As set forth above, Mr. Parker claims that the doctors misdiagnosed the risk arising from his thyroid mass, and that, as a result, they provided improper and overly-invasive treatment when they recommended surgery. But our cases unequivocally establish that “a misdiagnosis, even if rising to the level of medical malpractice, is simply insufficient . . . to satisfy the subjective component of a deliberate indifference claim.” Self, 439 F.3d at 1234. Indeed, in Self, we specifically explained that if a prisoner has symptoms that could suggest either a cancerous condition or a non-cancerous condition, “and the [prison] doctor mistakenly treats [the condition as non-cancerous], the doctor’s culpable state of mind is not established even if the doctor’s medical judgment may have been objectively unreasonable.” Id. Conversely, there surely is no deliberate indifference when, as occurred in this case, the medical professionals err on the cancer side of the equation out of an abundance of caution. Further, an inference of deliberate indifference cannot be based on the type of treatment provided to Mr. Parker because there is simply no basis for concluding that recommending surgery was “patently unreasonable” as our cases require. See Self, 439 F.3d at 1232. Moreover, as explained by the district court, even if “Plaintiff [could] prove [that] a different course of treatment was available and would have been recommended by other medical professionals, this evidence would not establish ‘deliberate indifference’ by Dr. Gosmanova and Dr. Medina.” R., Doc. 87 at 4. Given our disposition under the subjective component of the deliberate indifference standard, we do not need to discuss the objective component. In addition, because there is no Eighth Amendment liability for the individual doctors, we do not need to separately discuss the liability of the Medical Center.

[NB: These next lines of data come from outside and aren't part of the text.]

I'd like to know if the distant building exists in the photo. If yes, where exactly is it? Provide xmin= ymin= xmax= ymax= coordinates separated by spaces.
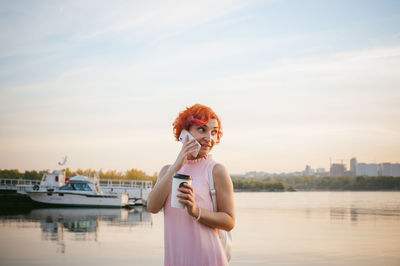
xmin=366 ymin=164 xmax=378 ymax=176
xmin=293 ymin=171 xmax=305 ymax=176
xmin=350 ymin=158 xmax=357 ymax=177
xmin=244 ymin=171 xmax=270 ymax=178
xmin=356 ymin=163 xmax=378 ymax=177
xmin=330 ymin=164 xmax=346 ymax=177
xmin=304 ymin=165 xmax=312 ymax=176
xmin=380 ymin=163 xmax=392 ymax=176
xmin=344 ymin=170 xmax=353 ymax=176
xmin=377 ymin=163 xmax=400 ymax=177
xmin=243 ymin=161 xmax=400 ymax=178
xmin=391 ymin=163 xmax=400 ymax=177
xmin=314 ymin=168 xmax=328 ymax=177
xmin=356 ymin=163 xmax=366 ymax=176
xmin=316 ymin=168 xmax=326 ymax=173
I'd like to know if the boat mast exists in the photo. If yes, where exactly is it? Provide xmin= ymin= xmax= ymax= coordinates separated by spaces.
xmin=58 ymin=156 xmax=68 ymax=178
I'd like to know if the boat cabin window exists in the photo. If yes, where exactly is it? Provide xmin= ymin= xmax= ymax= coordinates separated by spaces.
xmin=72 ymin=183 xmax=92 ymax=191
xmin=55 ymin=176 xmax=59 ymax=182
xmin=59 ymin=182 xmax=92 ymax=191
xmin=59 ymin=184 xmax=73 ymax=190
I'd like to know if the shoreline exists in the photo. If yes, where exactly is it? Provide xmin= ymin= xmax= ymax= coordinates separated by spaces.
xmin=234 ymin=189 xmax=400 ymax=192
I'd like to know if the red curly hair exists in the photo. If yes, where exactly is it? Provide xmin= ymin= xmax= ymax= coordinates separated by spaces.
xmin=173 ymin=104 xmax=223 ymax=143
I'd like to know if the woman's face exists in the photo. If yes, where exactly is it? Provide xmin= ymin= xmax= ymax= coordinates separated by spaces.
xmin=188 ymin=119 xmax=219 ymax=158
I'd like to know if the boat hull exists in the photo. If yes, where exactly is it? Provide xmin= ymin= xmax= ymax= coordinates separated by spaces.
xmin=27 ymin=191 xmax=128 ymax=207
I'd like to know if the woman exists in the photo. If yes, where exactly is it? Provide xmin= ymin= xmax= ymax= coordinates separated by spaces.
xmin=147 ymin=104 xmax=235 ymax=266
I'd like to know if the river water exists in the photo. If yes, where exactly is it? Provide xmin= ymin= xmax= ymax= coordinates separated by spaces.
xmin=0 ymin=192 xmax=399 ymax=265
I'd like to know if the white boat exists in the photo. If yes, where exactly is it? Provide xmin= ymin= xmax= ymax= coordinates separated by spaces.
xmin=27 ymin=175 xmax=129 ymax=207
xmin=23 ymin=169 xmax=151 ymax=205
xmin=30 ymin=170 xmax=66 ymax=192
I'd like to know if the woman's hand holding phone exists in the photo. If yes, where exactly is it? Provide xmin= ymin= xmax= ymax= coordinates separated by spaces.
xmin=170 ymin=135 xmax=200 ymax=174
xmin=179 ymin=130 xmax=201 ymax=157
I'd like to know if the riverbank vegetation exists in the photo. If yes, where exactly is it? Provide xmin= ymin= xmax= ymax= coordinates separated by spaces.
xmin=1 ymin=169 xmax=400 ymax=191
xmin=0 ymin=169 xmax=157 ymax=183
xmin=231 ymin=177 xmax=286 ymax=191
xmin=232 ymin=175 xmax=400 ymax=191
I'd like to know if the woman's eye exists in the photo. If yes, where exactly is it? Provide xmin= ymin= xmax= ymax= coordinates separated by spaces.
xmin=198 ymin=127 xmax=205 ymax=132
xmin=211 ymin=130 xmax=218 ymax=135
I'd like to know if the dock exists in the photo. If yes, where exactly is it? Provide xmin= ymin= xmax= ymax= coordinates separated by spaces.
xmin=0 ymin=178 xmax=152 ymax=205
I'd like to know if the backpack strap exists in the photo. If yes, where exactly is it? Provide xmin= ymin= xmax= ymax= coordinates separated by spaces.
xmin=209 ymin=161 xmax=217 ymax=211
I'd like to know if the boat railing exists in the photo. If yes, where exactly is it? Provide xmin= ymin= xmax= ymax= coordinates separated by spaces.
xmin=0 ymin=178 xmax=152 ymax=190
xmin=98 ymin=179 xmax=153 ymax=189
xmin=0 ymin=178 xmax=40 ymax=187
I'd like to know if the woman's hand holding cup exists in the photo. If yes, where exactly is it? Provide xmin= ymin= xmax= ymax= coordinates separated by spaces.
xmin=177 ymin=182 xmax=199 ymax=218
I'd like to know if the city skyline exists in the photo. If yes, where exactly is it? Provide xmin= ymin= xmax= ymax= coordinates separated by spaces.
xmin=245 ymin=157 xmax=400 ymax=177
xmin=1 ymin=1 xmax=399 ymax=175
xmin=4 ymin=155 xmax=399 ymax=177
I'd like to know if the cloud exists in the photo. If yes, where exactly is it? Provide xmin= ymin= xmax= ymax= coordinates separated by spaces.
xmin=1 ymin=1 xmax=399 ymax=173
xmin=0 ymin=0 xmax=260 ymax=57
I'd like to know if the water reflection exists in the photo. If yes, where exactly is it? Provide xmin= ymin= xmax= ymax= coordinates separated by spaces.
xmin=29 ymin=208 xmax=103 ymax=245
xmin=0 ymin=206 xmax=153 ymax=254
xmin=1 ymin=192 xmax=400 ymax=265
xmin=330 ymin=207 xmax=347 ymax=221
xmin=350 ymin=208 xmax=358 ymax=222
xmin=329 ymin=206 xmax=400 ymax=223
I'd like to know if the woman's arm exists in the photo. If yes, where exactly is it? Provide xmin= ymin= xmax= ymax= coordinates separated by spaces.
xmin=147 ymin=137 xmax=200 ymax=213
xmin=177 ymin=163 xmax=235 ymax=231
xmin=146 ymin=164 xmax=173 ymax=213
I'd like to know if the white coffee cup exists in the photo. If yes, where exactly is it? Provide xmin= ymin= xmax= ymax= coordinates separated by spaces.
xmin=171 ymin=174 xmax=192 ymax=208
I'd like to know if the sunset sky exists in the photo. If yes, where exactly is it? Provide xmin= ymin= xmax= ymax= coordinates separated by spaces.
xmin=1 ymin=0 xmax=399 ymax=175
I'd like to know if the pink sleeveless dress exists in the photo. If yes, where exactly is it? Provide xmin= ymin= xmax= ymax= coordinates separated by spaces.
xmin=163 ymin=155 xmax=228 ymax=266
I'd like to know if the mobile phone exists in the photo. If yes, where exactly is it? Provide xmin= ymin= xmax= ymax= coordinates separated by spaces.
xmin=179 ymin=130 xmax=201 ymax=157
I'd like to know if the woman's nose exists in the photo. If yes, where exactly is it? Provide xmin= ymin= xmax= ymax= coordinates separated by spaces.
xmin=204 ymin=131 xmax=211 ymax=142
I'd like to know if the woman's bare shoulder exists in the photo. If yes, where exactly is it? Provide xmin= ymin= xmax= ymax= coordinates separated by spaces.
xmin=212 ymin=163 xmax=232 ymax=184
xmin=213 ymin=163 xmax=228 ymax=176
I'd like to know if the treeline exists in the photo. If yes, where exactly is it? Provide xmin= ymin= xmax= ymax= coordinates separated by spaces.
xmin=2 ymin=169 xmax=400 ymax=191
xmin=232 ymin=176 xmax=400 ymax=191
xmin=0 ymin=169 xmax=47 ymax=180
xmin=0 ymin=169 xmax=158 ymax=184
xmin=65 ymin=168 xmax=157 ymax=182
xmin=231 ymin=177 xmax=287 ymax=191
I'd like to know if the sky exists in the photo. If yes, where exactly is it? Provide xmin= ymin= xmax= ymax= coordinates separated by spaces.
xmin=0 ymin=0 xmax=399 ymax=175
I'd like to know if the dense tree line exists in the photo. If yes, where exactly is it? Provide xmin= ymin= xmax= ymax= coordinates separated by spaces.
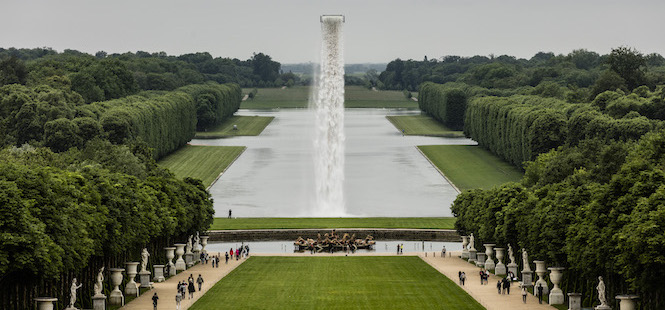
xmin=379 ymin=48 xmax=665 ymax=102
xmin=452 ymin=130 xmax=665 ymax=309
xmin=417 ymin=82 xmax=468 ymax=130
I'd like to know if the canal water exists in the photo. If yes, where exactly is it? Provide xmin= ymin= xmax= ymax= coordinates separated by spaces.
xmin=206 ymin=240 xmax=462 ymax=254
xmin=192 ymin=109 xmax=476 ymax=217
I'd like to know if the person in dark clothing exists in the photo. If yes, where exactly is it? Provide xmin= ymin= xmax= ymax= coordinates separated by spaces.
xmin=188 ymin=280 xmax=196 ymax=299
xmin=497 ymin=280 xmax=502 ymax=294
xmin=537 ymin=283 xmax=544 ymax=304
xmin=225 ymin=252 xmax=229 ymax=264
xmin=228 ymin=209 xmax=232 ymax=218
xmin=503 ymin=278 xmax=510 ymax=294
xmin=196 ymin=274 xmax=204 ymax=291
xmin=152 ymin=292 xmax=158 ymax=310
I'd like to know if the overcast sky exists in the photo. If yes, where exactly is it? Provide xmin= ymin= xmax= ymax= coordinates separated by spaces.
xmin=3 ymin=0 xmax=664 ymax=64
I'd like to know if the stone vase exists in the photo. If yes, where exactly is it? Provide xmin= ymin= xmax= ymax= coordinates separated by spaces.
xmin=494 ymin=247 xmax=506 ymax=276
xmin=476 ymin=253 xmax=486 ymax=268
xmin=108 ymin=268 xmax=124 ymax=305
xmin=534 ymin=260 xmax=549 ymax=295
xmin=34 ymin=297 xmax=57 ymax=310
xmin=153 ymin=265 xmax=165 ymax=282
xmin=461 ymin=236 xmax=469 ymax=259
xmin=484 ymin=244 xmax=496 ymax=271
xmin=124 ymin=262 xmax=139 ymax=296
xmin=548 ymin=267 xmax=565 ymax=305
xmin=616 ymin=295 xmax=639 ymax=310
xmin=568 ymin=293 xmax=582 ymax=310
xmin=201 ymin=236 xmax=209 ymax=254
xmin=175 ymin=243 xmax=186 ymax=271
xmin=164 ymin=247 xmax=176 ymax=276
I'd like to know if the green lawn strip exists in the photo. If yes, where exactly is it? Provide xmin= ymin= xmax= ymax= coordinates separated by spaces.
xmin=418 ymin=145 xmax=523 ymax=191
xmin=240 ymin=86 xmax=416 ymax=109
xmin=386 ymin=115 xmax=465 ymax=137
xmin=210 ymin=217 xmax=455 ymax=230
xmin=191 ymin=256 xmax=485 ymax=310
xmin=195 ymin=115 xmax=274 ymax=138
xmin=158 ymin=145 xmax=245 ymax=188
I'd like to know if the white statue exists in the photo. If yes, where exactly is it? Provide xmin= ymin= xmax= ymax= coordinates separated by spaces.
xmin=508 ymin=244 xmax=515 ymax=265
xmin=597 ymin=276 xmax=607 ymax=306
xmin=194 ymin=232 xmax=200 ymax=251
xmin=93 ymin=267 xmax=104 ymax=296
xmin=69 ymin=278 xmax=82 ymax=308
xmin=522 ymin=248 xmax=531 ymax=271
xmin=140 ymin=248 xmax=150 ymax=273
xmin=186 ymin=235 xmax=193 ymax=254
xmin=469 ymin=233 xmax=475 ymax=250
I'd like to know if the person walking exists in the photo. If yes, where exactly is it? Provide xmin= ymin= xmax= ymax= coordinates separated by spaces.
xmin=461 ymin=272 xmax=466 ymax=286
xmin=188 ymin=279 xmax=196 ymax=299
xmin=396 ymin=244 xmax=400 ymax=255
xmin=479 ymin=270 xmax=484 ymax=285
xmin=441 ymin=246 xmax=446 ymax=257
xmin=228 ymin=209 xmax=232 ymax=218
xmin=504 ymin=278 xmax=510 ymax=294
xmin=537 ymin=283 xmax=544 ymax=304
xmin=521 ymin=285 xmax=527 ymax=303
xmin=225 ymin=252 xmax=229 ymax=264
xmin=458 ymin=271 xmax=462 ymax=285
xmin=175 ymin=291 xmax=182 ymax=310
xmin=497 ymin=280 xmax=502 ymax=294
xmin=151 ymin=292 xmax=158 ymax=310
xmin=197 ymin=274 xmax=204 ymax=291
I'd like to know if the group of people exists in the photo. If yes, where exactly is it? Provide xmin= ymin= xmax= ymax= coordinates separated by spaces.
xmin=496 ymin=277 xmax=511 ymax=294
xmin=457 ymin=271 xmax=466 ymax=286
xmin=395 ymin=244 xmax=404 ymax=254
xmin=478 ymin=269 xmax=490 ymax=284
xmin=230 ymin=244 xmax=250 ymax=260
xmin=174 ymin=274 xmax=204 ymax=309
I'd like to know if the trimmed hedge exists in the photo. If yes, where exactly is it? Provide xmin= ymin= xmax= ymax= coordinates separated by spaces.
xmin=177 ymin=83 xmax=242 ymax=130
xmin=418 ymin=82 xmax=468 ymax=130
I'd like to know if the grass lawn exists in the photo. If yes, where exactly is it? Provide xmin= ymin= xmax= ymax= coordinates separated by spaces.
xmin=240 ymin=86 xmax=417 ymax=109
xmin=194 ymin=115 xmax=274 ymax=138
xmin=191 ymin=256 xmax=485 ymax=310
xmin=386 ymin=115 xmax=465 ymax=137
xmin=418 ymin=145 xmax=523 ymax=191
xmin=210 ymin=217 xmax=455 ymax=230
xmin=158 ymin=145 xmax=245 ymax=187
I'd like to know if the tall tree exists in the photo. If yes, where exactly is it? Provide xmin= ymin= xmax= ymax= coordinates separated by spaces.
xmin=607 ymin=46 xmax=646 ymax=90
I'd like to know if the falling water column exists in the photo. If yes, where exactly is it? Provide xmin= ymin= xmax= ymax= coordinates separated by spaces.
xmin=314 ymin=15 xmax=345 ymax=216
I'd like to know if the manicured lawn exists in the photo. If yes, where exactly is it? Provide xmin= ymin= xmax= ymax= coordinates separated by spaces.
xmin=191 ymin=256 xmax=485 ymax=310
xmin=195 ymin=115 xmax=274 ymax=138
xmin=210 ymin=217 xmax=455 ymax=230
xmin=386 ymin=115 xmax=465 ymax=137
xmin=240 ymin=86 xmax=417 ymax=109
xmin=158 ymin=145 xmax=245 ymax=187
xmin=418 ymin=145 xmax=523 ymax=191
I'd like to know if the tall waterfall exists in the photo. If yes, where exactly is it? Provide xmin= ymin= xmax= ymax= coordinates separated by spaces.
xmin=313 ymin=15 xmax=345 ymax=216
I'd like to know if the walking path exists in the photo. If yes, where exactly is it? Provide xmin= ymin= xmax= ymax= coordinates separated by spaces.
xmin=121 ymin=250 xmax=555 ymax=310
xmin=121 ymin=253 xmax=245 ymax=310
xmin=420 ymin=251 xmax=555 ymax=310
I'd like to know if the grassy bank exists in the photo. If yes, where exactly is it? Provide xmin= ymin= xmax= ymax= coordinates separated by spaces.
xmin=191 ymin=256 xmax=484 ymax=310
xmin=210 ymin=217 xmax=455 ymax=230
xmin=386 ymin=115 xmax=465 ymax=137
xmin=418 ymin=145 xmax=523 ymax=191
xmin=195 ymin=115 xmax=274 ymax=138
xmin=240 ymin=86 xmax=417 ymax=109
xmin=158 ymin=145 xmax=245 ymax=187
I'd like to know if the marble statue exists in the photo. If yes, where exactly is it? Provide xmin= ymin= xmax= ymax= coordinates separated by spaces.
xmin=522 ymin=248 xmax=531 ymax=271
xmin=508 ymin=244 xmax=515 ymax=265
xmin=597 ymin=276 xmax=607 ymax=306
xmin=194 ymin=232 xmax=200 ymax=251
xmin=94 ymin=267 xmax=104 ymax=296
xmin=140 ymin=248 xmax=150 ymax=273
xmin=469 ymin=233 xmax=475 ymax=249
xmin=69 ymin=278 xmax=82 ymax=308
xmin=186 ymin=235 xmax=193 ymax=253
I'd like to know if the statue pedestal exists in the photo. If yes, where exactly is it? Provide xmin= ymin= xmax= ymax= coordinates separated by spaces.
xmin=568 ymin=293 xmax=582 ymax=310
xmin=139 ymin=271 xmax=151 ymax=288
xmin=92 ymin=294 xmax=106 ymax=310
xmin=595 ymin=306 xmax=612 ymax=310
xmin=34 ymin=297 xmax=58 ymax=310
xmin=495 ymin=262 xmax=506 ymax=276
xmin=507 ymin=263 xmax=518 ymax=277
xmin=521 ymin=270 xmax=533 ymax=287
xmin=468 ymin=248 xmax=477 ymax=263
xmin=185 ymin=253 xmax=194 ymax=267
xmin=193 ymin=249 xmax=201 ymax=263
xmin=153 ymin=265 xmax=165 ymax=282
xmin=616 ymin=295 xmax=639 ymax=310
xmin=64 ymin=307 xmax=78 ymax=310
xmin=476 ymin=253 xmax=486 ymax=268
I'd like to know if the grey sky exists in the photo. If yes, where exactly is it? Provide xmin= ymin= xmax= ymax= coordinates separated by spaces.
xmin=3 ymin=0 xmax=664 ymax=63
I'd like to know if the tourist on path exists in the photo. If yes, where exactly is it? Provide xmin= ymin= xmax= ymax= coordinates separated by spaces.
xmin=225 ymin=252 xmax=229 ymax=264
xmin=521 ymin=285 xmax=527 ymax=303
xmin=197 ymin=274 xmax=204 ymax=291
xmin=503 ymin=278 xmax=510 ymax=294
xmin=479 ymin=270 xmax=485 ymax=285
xmin=461 ymin=272 xmax=466 ymax=286
xmin=497 ymin=280 xmax=502 ymax=294
xmin=151 ymin=292 xmax=158 ymax=310
xmin=228 ymin=209 xmax=232 ymax=218
xmin=458 ymin=271 xmax=462 ymax=285
xmin=441 ymin=246 xmax=446 ymax=257
xmin=396 ymin=244 xmax=400 ymax=255
xmin=175 ymin=291 xmax=182 ymax=310
xmin=537 ymin=283 xmax=544 ymax=304
xmin=188 ymin=280 xmax=196 ymax=299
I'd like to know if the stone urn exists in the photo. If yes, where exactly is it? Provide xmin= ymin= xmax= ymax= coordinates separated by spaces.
xmin=534 ymin=260 xmax=549 ymax=295
xmin=548 ymin=267 xmax=565 ymax=305
xmin=476 ymin=252 xmax=486 ymax=268
xmin=108 ymin=268 xmax=125 ymax=305
xmin=461 ymin=236 xmax=469 ymax=259
xmin=494 ymin=247 xmax=506 ymax=276
xmin=483 ymin=244 xmax=496 ymax=271
xmin=124 ymin=262 xmax=139 ymax=296
xmin=34 ymin=297 xmax=58 ymax=310
xmin=616 ymin=295 xmax=639 ymax=310
xmin=568 ymin=292 xmax=582 ymax=310
xmin=164 ymin=247 xmax=176 ymax=276
xmin=201 ymin=236 xmax=209 ymax=254
xmin=175 ymin=243 xmax=186 ymax=271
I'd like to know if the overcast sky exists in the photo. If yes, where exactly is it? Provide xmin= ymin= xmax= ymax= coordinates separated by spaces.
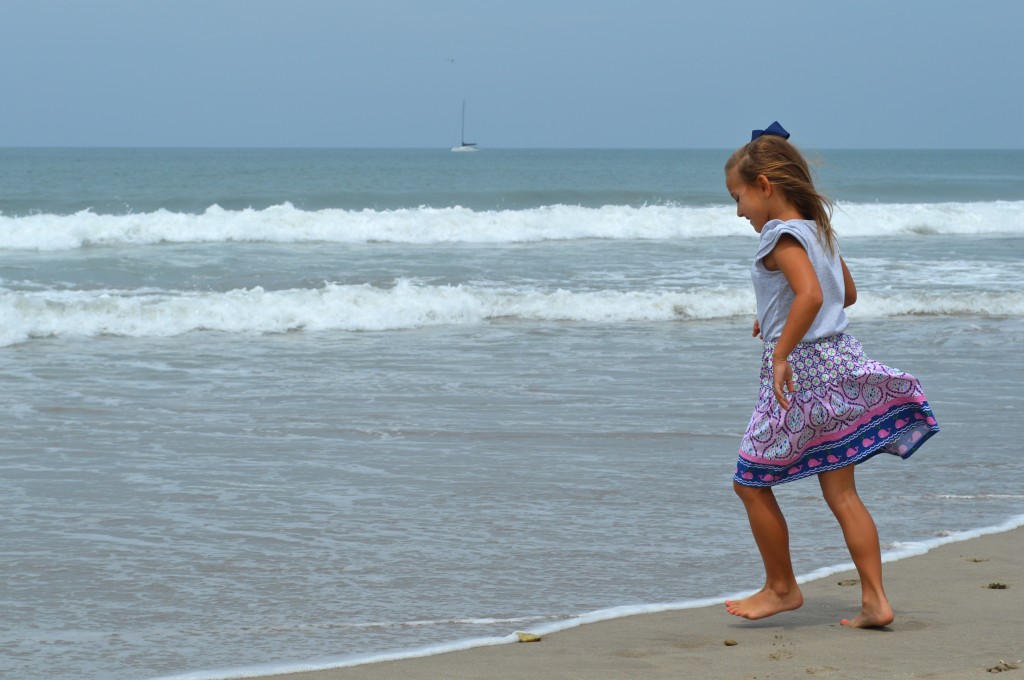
xmin=1 ymin=0 xmax=1021 ymax=149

Finally, we see no abuse of discretion by the district court in denying Mr. Parker’s motion for leave to file a second amended complaint and his request for appointment of an expert witness. In light of the undisputed facts regarding the comprehensive medical treatment that defendants provided to Mr. Parker, and the frivolous nature of Mr. Parker’s allegations regarding the individual doctors’ state of mind, it would clearly have been futile to allow an amendment or to appoint an expert.

* * *

See: http://www.ca10.uscourts.gov/opinions/08/08-6273.pdf

Outcome: Because Mr. Parker’s Eighth Amendment claim and this appeal are frivolous, we DENY his motion for leave to proceed on appeal without prepayment of fees, and we DISMISS this appeal in accordance with 28 U.S.C. § 1915(e)(2)(B)(i). We remind Mr. Parker of his obligation to make immediate payment of the remaining balance of the appellate filing fee, which is currently $363.53. We also note that this dismissal counts as a strike for purposes of 28 U.S.C. § 1915(g).